In the embodiments provided in the present application, it should be understood that the disclosed apparatus and method may be implemented in other ways. The above-described embodiments of the apparatus are merely illustrative, and for example, the division of the units is only one logical division, and there may be other divisions when actually implemented, and for example, a plurality of units or components may be combined or integrated into another system, or some features may be omitted, or not executed. In addition, the shown or discussed mutual coupling or direct coupling or communication connection may be an indirect coupling or communication connection of devices or units through some communication interfaces, and may be in an electrical, mechanical or other form.
In addition, units described as separate parts may or may not be physically separate, and parts displayed as units may or may not be physical units, may be located in one place, or may be distributed on a plurality of network units. Some or all of the units can be selected according to actual needs to achieve the purpose of the solution of the embodiment.
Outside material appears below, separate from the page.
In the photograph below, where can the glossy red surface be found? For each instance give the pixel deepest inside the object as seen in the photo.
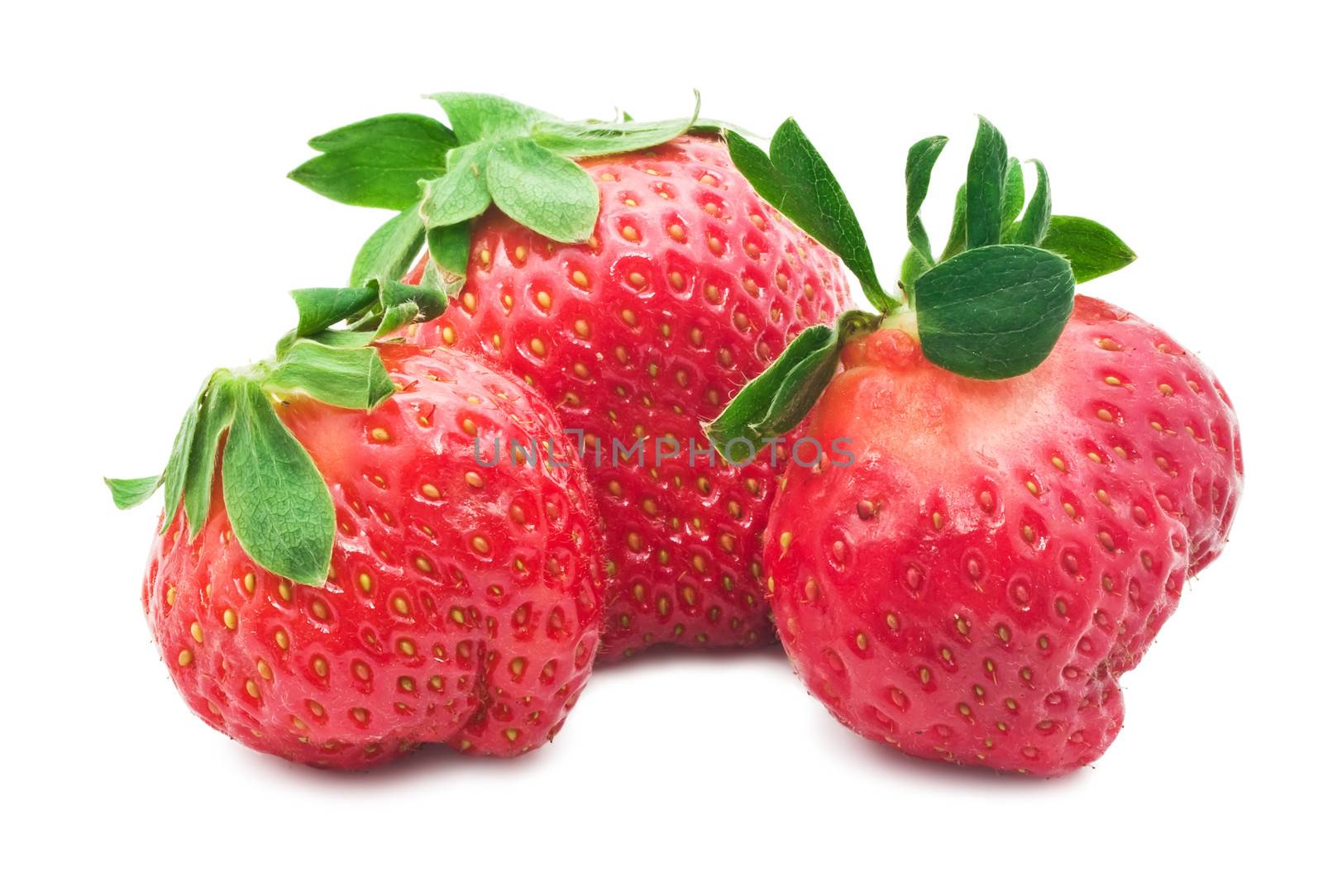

Furthermore, the functional modules in the embodiments of the present application may be integrated together to form an independent part, or each module may exist separately, or two or more modules may be integrated to form an independent part.
In this document, relational terms such as first and second, and the like may be used solely to distinguish one entity or action from another entity or action without necessarily requiring or implying any actual such relationship or order between such entities or actions.
The above description is only an example of the present application and is not intended to limit the scope of the present application, and various modifications and changes may be made by those skilled in the art. Any modification, equivalent replacement, improvement and the like made within the spirit and principle of the present application shall be included in the protection scope of the present application.

Claims (10)

1. An image processing method based on data calibration is characterized by comprising the following steps:
determining the pixel coordinates of the current image to be shot; the pixel coordinates are used for representing coordinates of the current image to be shot in the corresponding whole image;
determining the shooting position of a camera according to the pixel coordinates and a first conversion matrix and a second conversion matrix which are determined in advance; the first conversion matrix is a coordinate conversion relation between a pixel coordinate system and a calibration plate coordinate system, the second conversion matrix is a coordinate conversion relation between the calibration plate coordinate system and a mechanical coordinate system, and the mechanical coordinate in the mechanical coordinate system is used for representing the shooting position of the camera;
controlling the camera to move to the shooting position so that the camera shoots the current image to be shot at the shooting position;
and splicing the shot images into the current spliced image corresponding to the whole image based on the pixel coordinates.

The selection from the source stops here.